Mobile quad cores have either HQ or MQ after the model number

schizoid, May 17, 7:26am
The Sandy Bridge i7 in my old laptop is a QM, which is a full 4 core, 8 threads. Probably chews the power a bit more than these modern ones though.

ianab, May 17, 10:25am
Yes it's confusing

It's like buying a car. Do you buy a 4cyl, a 6 or a V8? They all "work" in the same way as a I3 / 5 / 7 work.

But do you get 4WD, or a turbo, or a coupe or a station wagon?

See it depends what you need.

You NEED enough CPU grunt to run the programs you plan to run. Normal home use? An I3 will do fine. Want to play serious games, edit video, Render the next Hobbit Movie? Then you need more grunt.

RAM? Again you need enough. 2 gb can be limiting. 4 - 8 gb is more normal. Again depends what you are doing. If you aren't using the extra RAM, then it's wasted. A 3D rendering work station might run 64GB of RAM to maximise the performance. But it wont make TM or your favourite cat video load any faster.

Hard disk? More capacity is good. You can store more stuff. Faster (SSD ) is better just because it works faster. You look at the cost / benefit. A 256mb SSD is faster, a 1 tb magnetic disk can store more.

Graphics chip? May or may not matter. If you are gaming it's probably the MOST important thing to consider. If you are surfing the net, it doesn't matter at all, as long as the cat videos play.

Then you have the other things like how good the keyboard / screen / speakers etc are. Does it have enough ports to connect stuff? Can you connect it to your TV? Do the speakers sound tinny? How is the battery life, more powerful chips use more power etc. Things like that matter in every day use.

Probably confused you more. But I would suggest very different PCs depending on a users actual needs. (and budget) Paying an extra $500 for a machine with a fancy fancy graphics chip that you don't use is silly. Maybe better to spend that on Fibre Broadband so TM loads faster. That sort of thing.

pop7, May 17, 3:34pm
Have you thought of a Mac .I have had windows computers for years and for a change and reasons of portability and battery life I recently purchased an 11 inch Mac book air . I personally love it very easy to use and wonderful battery life . I prefer it over an ipad which I have as well.

whaka2, May 17, 9:18pm
Thanks for all the help, yes ianab - I likened it to purchasing a car too - so many options and figuring out which is perfect for you takes time. I guess the difference is not really visual with computers. I will take all of this into consideration and probably buy the one that looks good - total woman way to go.

cafc2012, Nov 9, 2:19am
If "Normal usage at home " does not include editing videos or playing state of the art computer games, that i7 processor is not necessary, and a cheap option will save you some money.
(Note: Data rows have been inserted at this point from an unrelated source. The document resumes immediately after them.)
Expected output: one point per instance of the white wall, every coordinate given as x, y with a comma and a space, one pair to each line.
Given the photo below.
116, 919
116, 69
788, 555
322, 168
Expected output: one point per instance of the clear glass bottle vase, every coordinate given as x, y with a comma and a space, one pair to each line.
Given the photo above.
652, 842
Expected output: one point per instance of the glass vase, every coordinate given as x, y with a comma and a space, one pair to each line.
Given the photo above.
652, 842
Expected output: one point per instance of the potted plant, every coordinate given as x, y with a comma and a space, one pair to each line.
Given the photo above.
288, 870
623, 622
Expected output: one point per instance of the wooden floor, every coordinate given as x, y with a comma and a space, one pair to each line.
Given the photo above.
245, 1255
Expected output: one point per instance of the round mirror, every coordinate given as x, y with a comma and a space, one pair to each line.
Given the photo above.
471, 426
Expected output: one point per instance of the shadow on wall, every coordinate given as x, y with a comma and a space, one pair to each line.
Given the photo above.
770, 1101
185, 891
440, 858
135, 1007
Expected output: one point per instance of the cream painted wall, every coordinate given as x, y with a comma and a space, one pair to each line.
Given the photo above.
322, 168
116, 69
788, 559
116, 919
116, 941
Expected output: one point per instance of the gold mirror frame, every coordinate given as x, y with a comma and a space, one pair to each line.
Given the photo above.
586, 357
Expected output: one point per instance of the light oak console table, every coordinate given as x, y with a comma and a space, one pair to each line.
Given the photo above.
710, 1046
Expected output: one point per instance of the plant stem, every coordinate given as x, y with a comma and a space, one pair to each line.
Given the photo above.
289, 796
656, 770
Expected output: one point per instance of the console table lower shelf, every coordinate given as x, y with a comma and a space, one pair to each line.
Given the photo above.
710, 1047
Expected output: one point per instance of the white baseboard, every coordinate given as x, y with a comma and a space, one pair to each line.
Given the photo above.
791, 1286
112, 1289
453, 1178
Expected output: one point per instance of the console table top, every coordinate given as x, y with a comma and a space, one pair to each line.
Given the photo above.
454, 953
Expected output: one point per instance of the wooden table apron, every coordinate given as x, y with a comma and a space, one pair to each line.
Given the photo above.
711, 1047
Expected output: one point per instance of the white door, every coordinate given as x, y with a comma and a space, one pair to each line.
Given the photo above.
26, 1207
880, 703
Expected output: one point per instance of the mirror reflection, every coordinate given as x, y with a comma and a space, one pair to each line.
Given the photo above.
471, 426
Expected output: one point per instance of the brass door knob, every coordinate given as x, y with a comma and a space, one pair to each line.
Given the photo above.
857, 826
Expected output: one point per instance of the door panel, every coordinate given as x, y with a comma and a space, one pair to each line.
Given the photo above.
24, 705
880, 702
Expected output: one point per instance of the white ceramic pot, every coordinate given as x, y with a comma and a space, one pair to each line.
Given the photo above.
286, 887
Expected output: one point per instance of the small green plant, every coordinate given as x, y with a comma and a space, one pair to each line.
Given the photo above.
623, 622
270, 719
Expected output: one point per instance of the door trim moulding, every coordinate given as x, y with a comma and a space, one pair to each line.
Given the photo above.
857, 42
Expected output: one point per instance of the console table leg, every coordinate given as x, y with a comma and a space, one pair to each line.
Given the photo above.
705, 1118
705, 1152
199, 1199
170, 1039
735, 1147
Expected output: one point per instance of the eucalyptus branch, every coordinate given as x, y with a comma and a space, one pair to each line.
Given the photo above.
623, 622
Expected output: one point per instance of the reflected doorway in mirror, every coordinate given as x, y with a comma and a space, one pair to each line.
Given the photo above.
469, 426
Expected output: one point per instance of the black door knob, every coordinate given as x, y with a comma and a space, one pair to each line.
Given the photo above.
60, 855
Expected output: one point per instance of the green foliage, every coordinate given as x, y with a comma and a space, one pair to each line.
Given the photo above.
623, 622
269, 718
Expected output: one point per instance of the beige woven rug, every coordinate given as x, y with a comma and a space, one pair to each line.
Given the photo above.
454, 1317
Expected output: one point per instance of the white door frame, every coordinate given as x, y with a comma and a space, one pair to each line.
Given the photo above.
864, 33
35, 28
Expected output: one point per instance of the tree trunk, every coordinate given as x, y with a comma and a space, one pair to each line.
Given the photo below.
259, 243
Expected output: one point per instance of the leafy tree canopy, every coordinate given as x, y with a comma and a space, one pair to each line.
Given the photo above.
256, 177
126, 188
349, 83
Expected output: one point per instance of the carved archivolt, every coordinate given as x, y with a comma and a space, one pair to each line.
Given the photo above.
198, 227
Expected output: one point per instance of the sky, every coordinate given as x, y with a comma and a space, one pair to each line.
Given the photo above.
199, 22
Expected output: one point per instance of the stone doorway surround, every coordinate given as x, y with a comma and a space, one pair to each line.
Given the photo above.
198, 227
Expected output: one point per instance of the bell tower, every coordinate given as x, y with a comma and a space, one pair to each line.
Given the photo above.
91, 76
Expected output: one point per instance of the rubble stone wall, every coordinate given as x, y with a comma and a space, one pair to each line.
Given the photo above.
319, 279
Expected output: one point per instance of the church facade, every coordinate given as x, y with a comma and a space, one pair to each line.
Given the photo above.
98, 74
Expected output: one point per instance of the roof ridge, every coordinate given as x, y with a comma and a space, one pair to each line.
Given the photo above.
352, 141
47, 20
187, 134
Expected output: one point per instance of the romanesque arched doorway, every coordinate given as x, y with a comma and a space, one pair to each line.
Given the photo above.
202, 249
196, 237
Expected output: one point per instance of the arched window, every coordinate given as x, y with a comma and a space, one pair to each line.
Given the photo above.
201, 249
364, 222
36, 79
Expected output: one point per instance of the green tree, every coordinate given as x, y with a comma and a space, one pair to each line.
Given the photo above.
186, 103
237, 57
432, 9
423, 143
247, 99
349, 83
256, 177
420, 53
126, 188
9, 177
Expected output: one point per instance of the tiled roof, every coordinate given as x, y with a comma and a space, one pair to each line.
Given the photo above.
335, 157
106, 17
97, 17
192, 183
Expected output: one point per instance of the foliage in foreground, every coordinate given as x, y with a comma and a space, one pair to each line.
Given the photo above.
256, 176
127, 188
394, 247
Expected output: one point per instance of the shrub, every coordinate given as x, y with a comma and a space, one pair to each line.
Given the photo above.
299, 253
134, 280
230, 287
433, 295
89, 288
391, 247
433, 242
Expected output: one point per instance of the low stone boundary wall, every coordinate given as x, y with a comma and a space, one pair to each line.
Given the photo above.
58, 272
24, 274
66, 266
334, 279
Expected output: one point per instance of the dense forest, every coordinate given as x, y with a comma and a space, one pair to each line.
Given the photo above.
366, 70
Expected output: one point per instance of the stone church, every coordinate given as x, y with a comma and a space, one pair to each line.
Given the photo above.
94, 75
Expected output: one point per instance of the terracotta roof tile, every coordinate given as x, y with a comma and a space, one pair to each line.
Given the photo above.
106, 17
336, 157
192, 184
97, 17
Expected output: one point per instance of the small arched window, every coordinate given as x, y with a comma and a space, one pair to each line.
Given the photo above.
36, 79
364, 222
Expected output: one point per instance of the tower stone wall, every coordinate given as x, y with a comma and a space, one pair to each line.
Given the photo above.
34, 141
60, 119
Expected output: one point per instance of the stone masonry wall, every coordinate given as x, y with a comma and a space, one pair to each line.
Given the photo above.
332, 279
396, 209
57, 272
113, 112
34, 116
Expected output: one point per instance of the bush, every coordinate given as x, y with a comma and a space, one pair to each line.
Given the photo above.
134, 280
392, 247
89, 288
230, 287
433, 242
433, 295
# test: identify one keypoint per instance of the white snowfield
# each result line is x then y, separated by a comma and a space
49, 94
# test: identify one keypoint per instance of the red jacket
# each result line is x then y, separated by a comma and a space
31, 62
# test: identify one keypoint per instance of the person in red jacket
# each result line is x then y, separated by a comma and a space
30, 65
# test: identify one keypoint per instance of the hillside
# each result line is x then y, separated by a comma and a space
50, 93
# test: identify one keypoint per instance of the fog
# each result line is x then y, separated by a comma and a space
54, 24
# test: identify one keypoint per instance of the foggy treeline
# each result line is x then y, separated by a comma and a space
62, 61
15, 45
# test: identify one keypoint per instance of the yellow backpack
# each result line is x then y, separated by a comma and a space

It might help if you tell us the make and model of your current laptop, and what you dont like about it, and someone here can suggest a suitable, simple set of specifications you can use as your "bottom line" requiremenbts (then you can chose the one you like the look of that fits those specifications). By the way, how the laptop looks is important too, especially if you are using it every day.